❤Autoria: Diana Conrado
A luz do dia já havia se despedido. Rita cansada, com fome, ajeitava sua cama de papelão nas escadaria da Catedral.
A mendiga de 45 anos, viúva, levava tudo que tinha em um saco sujo, um mundo bem distante para muitos, guardados ali sofrimentos, talvez, nunca imaginados por nós, mas também, lá estavam muitos sonhos sufocados. No saco, iam não só os seus pertences, mais a vergonha, o desprezo e tudo que era importante para si. Por ombros dados, seguiam as suas petições negadas.
O sino soava a segunda badalada da noite natalina, enquanto isso, a mulher movida por sua ávida fé, cálida, ainda procurava se instalar nas escadarias, na espera de receber um pão para o saciar da sua carne e ouvir as palavras de milagre do nascimento de Jesus e fazer despertar em si a esperança em Deus.
Uma época, cuja, a função é fazer os católicos crerem na vinda de Jesus em condição de Filho de Deus.
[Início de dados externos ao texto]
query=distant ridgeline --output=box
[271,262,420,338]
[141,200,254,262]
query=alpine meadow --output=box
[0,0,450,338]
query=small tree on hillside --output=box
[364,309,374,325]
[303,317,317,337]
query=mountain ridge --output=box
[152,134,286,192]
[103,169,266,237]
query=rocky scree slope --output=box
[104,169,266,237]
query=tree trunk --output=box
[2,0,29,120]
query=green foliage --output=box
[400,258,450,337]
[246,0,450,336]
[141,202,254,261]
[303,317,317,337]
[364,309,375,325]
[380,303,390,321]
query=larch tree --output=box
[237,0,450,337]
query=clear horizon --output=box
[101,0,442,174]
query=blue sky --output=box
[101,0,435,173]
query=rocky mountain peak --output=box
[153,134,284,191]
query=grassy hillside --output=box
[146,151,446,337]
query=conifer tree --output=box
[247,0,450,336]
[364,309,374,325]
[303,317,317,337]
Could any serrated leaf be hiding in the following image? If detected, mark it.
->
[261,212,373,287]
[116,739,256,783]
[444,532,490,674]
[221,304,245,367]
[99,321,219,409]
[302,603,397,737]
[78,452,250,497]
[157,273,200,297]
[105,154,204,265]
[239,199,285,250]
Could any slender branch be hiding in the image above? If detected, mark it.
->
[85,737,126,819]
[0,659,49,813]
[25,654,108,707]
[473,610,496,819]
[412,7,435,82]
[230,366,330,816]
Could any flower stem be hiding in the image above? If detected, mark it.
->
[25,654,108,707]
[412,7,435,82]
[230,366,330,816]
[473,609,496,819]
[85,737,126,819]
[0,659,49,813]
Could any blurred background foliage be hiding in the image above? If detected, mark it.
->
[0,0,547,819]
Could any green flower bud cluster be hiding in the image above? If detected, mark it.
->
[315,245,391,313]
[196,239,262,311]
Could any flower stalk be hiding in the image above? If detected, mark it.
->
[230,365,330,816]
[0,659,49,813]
Rigorosamente, cumprem como um mandamento que, o qual, não se tem tal notícia nas escrituras sagradas do dia e ano em que houve o nascimento do Cristo. Mesmo aqueles que não são cristãos, entram nesse barco e, como mágica, neste dia específico, todas as desavenças, as desigualdades de classes, ficam de fora, permanecendo nos corações, como um grande coral, a polifonia do amor e da caridade. Da mesma forma estava ali aquela mulher, sem murmurar, ansiosa, ouvia o desespero das buzinas e os barulhos das cozinhas, acompanhados pelo som dos capitalistas sanguinários que baixavam as portas de suas fortunas, quase na última cantada do galo.
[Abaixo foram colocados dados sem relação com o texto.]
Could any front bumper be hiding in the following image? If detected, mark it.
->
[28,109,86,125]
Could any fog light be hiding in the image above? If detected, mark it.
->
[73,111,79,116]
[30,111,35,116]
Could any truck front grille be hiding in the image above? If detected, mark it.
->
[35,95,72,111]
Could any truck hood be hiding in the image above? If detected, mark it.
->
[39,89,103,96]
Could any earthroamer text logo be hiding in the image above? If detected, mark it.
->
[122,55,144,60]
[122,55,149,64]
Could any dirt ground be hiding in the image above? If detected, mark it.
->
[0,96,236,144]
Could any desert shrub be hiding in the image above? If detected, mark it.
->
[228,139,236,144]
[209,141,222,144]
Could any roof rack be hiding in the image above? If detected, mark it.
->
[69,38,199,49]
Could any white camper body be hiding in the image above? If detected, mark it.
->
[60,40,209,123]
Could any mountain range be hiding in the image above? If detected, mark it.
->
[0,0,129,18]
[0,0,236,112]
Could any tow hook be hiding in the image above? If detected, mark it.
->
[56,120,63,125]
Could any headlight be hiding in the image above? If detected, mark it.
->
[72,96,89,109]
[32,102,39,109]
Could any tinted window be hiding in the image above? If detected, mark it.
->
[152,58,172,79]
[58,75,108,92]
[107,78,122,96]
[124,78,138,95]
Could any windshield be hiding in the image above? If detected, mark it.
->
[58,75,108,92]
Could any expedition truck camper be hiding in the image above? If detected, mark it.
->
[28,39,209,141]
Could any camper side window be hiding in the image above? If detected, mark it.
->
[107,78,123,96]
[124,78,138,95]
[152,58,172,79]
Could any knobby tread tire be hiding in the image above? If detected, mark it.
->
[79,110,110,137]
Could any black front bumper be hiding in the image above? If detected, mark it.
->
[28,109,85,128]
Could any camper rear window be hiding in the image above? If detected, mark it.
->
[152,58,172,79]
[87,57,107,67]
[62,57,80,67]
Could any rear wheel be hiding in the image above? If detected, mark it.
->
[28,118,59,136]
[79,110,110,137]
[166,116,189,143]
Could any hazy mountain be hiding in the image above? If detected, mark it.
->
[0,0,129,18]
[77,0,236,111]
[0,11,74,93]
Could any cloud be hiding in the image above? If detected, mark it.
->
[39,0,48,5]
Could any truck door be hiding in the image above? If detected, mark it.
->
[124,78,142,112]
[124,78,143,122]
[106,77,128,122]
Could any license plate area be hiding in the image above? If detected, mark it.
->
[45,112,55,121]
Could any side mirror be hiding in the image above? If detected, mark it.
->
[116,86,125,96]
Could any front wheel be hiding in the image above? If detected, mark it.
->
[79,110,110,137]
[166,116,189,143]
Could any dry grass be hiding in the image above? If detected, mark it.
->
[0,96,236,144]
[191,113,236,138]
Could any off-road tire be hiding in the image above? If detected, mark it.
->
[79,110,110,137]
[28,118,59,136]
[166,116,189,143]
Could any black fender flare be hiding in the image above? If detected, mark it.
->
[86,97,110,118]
No semáforo, uma voz lastimável carregada de um tom cristão, chama a atenção não só dos ouvidos de Rita, mas também de seus olhos incuráveis:
___Irmãos e irmãs, sou filho de Deus como vocês, e nessa noite de festa cristã, motivo pelo o qual me traz aqui, suplico por sua caridade para que me ceda de alimento, pois não possuo nenhum igualado ao que será ceado no banquete da mesa natalina: que sacia a a alma, o corpo e o espírito.
E tão logo, foi interrompido pela aparição de um confessado cristão entregando àquele homem, dinheiro e algo para se fartar.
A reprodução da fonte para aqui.